By David M. Greenwald
Davis, CA – Following the murder of Tyre Nichols, Mayor Will Arnold issued a statement condemning the killing and outlining Davis City efforts at police reform. The statement came before the council for approval on Tuesday.
Councilmember Gloria Partida added to the end of the statement, “We are committed to doing this work and facing the hard truths and conversations required to make these goals a reality.”
Not everyone in the community was on board with the council making a statement on this issue.
Alan Miller during public comment: “Every local jurisdiction does not have to condemn this, we don’t live in Memphis, and that’s what we have state representatives and national representatives for, and the city of Memphis to deal with this.”
He made the point, “I don’t know anyone who thinks that what happened isn’t just horrible and atrocious.”
But he added, “Why is everyone talking this up? Well, it usually then gets linked to the Davis Police, or some virtue signaling or something.” He said, “I find it downright offensive that anybody would take this incident and then somehow float over here and attach it to the Davis Police Department.”
The council seemed to push back against that comment, however.
“Local jurisdictions don’t have to comment on this,” Councilmember Bapu Vaitla said. He said, “Sometimes it is appropriate to feel pride in your country and think about this ideal of a democratic republic or the centuries of people fighting for equality.”
But he said, “then other times you feel like you’re living in a graveyard… It’s just bodies of people who are unjustly dead—Black bodies, Native bodies, Brown bodies, Asian bodies.”
He said, “There’s some power just to acknowledging that fact and that you’ve benefited from that history. And maybe there’s also just some personal power in just realizing that you’re living in this graveyard.”
He continued, “For the most part we have the luxury of turning away from death, while some, that’s the entirety of what they look at every day. So when something like Half Moon Bay or Monterey Park, or Memphis happens, even us, the privileged can’t turn away.”
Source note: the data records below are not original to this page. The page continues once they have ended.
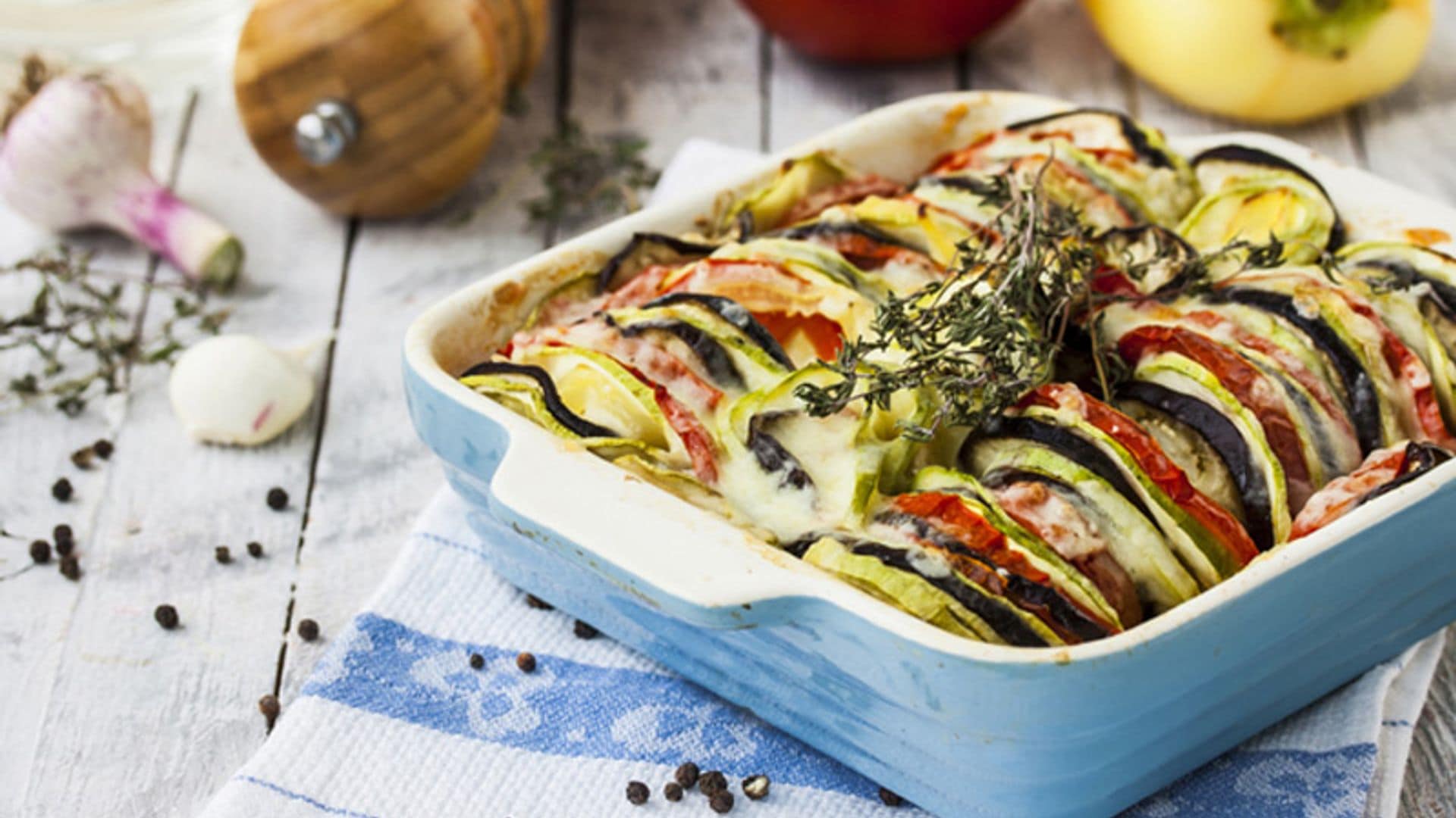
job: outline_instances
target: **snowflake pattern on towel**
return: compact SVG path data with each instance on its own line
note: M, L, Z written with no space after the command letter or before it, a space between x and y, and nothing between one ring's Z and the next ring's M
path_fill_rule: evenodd
M469 655L485 665L470 668ZM594 758L773 769L775 782L877 798L877 786L798 739L661 672L603 668L463 645L363 614L304 687L341 704L479 741ZM1356 818L1374 769L1373 744L1328 753L1235 750L1127 812L1136 818Z

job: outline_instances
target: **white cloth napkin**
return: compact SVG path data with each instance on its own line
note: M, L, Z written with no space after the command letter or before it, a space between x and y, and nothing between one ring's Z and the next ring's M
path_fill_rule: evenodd
M718 183L756 156L690 141L658 195ZM607 638L577 639L568 616L526 605L491 571L491 544L464 511L448 491L435 498L207 818L706 814L662 799L687 760L728 773L734 792L743 776L773 779L766 801L735 814L920 814L882 806L877 786L842 764ZM1377 665L1130 814L1395 815L1441 645L1436 635ZM520 651L536 655L536 672L517 670ZM470 654L485 665L470 668ZM651 785L646 806L628 803L632 779Z

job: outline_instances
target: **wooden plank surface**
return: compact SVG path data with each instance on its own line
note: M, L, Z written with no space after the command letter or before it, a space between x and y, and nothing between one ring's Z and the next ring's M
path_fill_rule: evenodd
M82 584L54 568L6 578L26 559L23 543L0 541L0 815L189 815L256 750L258 696L277 688L288 706L440 486L405 415L403 327L435 298L585 227L530 224L520 207L537 192L527 157L568 119L645 134L658 164L689 137L776 150L871 108L965 86L1125 108L1171 132L1230 130L1134 80L1073 0L1028 4L958 57L875 70L804 60L732 0L561 0L556 12L529 112L505 119L464 192L415 220L352 226L294 196L248 148L226 86L202 89L181 157L176 138L159 137L157 164L176 164L182 192L249 245L232 329L280 342L336 330L320 361L328 390L285 438L253 451L182 440L163 373L111 413L0 422L0 450L16 453L0 473L0 524L17 531L61 521L45 488L68 472L70 450L118 441L105 469L73 474L79 498L63 507L82 541ZM178 134L183 111L163 111L157 132ZM1453 122L1456 20L1444 20L1415 83L1284 135L1453 201ZM50 242L10 224L0 261ZM118 269L149 266L121 242L83 243ZM293 495L287 512L264 507L272 485ZM243 556L252 539L268 559ZM215 544L237 562L217 565ZM162 601L178 605L183 629L151 623ZM303 617L320 623L320 642L285 633ZM1456 814L1456 639L1417 726L1402 814Z
M154 167L175 166L188 116L185 96L154 102ZM0 218L4 226L0 259L4 263L57 245L54 236L13 217L3 204ZM96 269L138 279L149 274L147 255L122 239L92 236L86 246L96 253ZM0 298L28 298L33 291L33 279L4 281ZM138 307L140 298L128 306ZM9 357L6 362L12 365ZM20 368L6 368L0 377L9 380L20 374ZM76 531L76 553L83 571L92 571L96 518L112 486L112 473L109 469L77 473L67 456L98 438L114 438L130 416L128 402L112 399L74 419L51 406L32 406L3 415L0 422L0 453L4 453L0 527L22 536L20 540L0 540L0 815L23 809L26 790L38 774L38 754L51 744L44 722L54 702L68 638L84 629L76 619L82 585L63 578L54 559L50 565L33 566L25 539L50 540L51 528L66 523ZM50 495L52 480L61 476L77 489L76 498L64 505Z

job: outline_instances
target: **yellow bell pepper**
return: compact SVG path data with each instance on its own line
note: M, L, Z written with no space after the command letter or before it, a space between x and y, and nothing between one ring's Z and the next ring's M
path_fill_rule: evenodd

He noted, “I think America, California, Davis, we’re in serious, serious trouble in a lot of ways. We’re in a very, literally an existential crisis. I, I believe that, and this illusion of whatever it is, placidity, wealth, security, it’s just an illusion.”
Gloria Partida added, “I also believe that it is important for leaders at all levels to make statements or to make comments to rive with the community and to show leadership in the words that we present to our constituents.”
She noted, “It’s also an indication of who supports what.”
Will Arnold noted the “complex nature of policing in our community” and he noted, “I’ve also been to too many vigils and don’t expect that I’ve been to my last one either.”
He added, “There remains more work to come.”
Vice Mayor Josh Chapman who presided over the meeting as Mayor Arnold participated remotely, said that these incidents don’t just happen and not affect us where we live.
“I oftentimes find myself struggling around what it is that we can do to make meaningful progress and how we can move the needle on that,” he said.
He argued it was important to “show young people in this community, that this will not and cannot be tolerated. That’s why it’s important to have these conversations.”
He noted he took his sons, 12 and 13 years old, to the vigil, “and they asked me, why do these continue to happen?” He noted that as “somebody’s who’s engaged and involved in this community” that he feels “it’s extremely important to talk openly with my kids… I talk with them about how taking action to create a community that’s compassionate, it doesn’t just condemn violence, it doesn’t just condemn hate, but we understand sitting up here that we’re role models and we have to show and be an example to how we can have youth in our community’s voices be heard.”
The council voted unanimously to approve the statement with the addition from Glora Partida.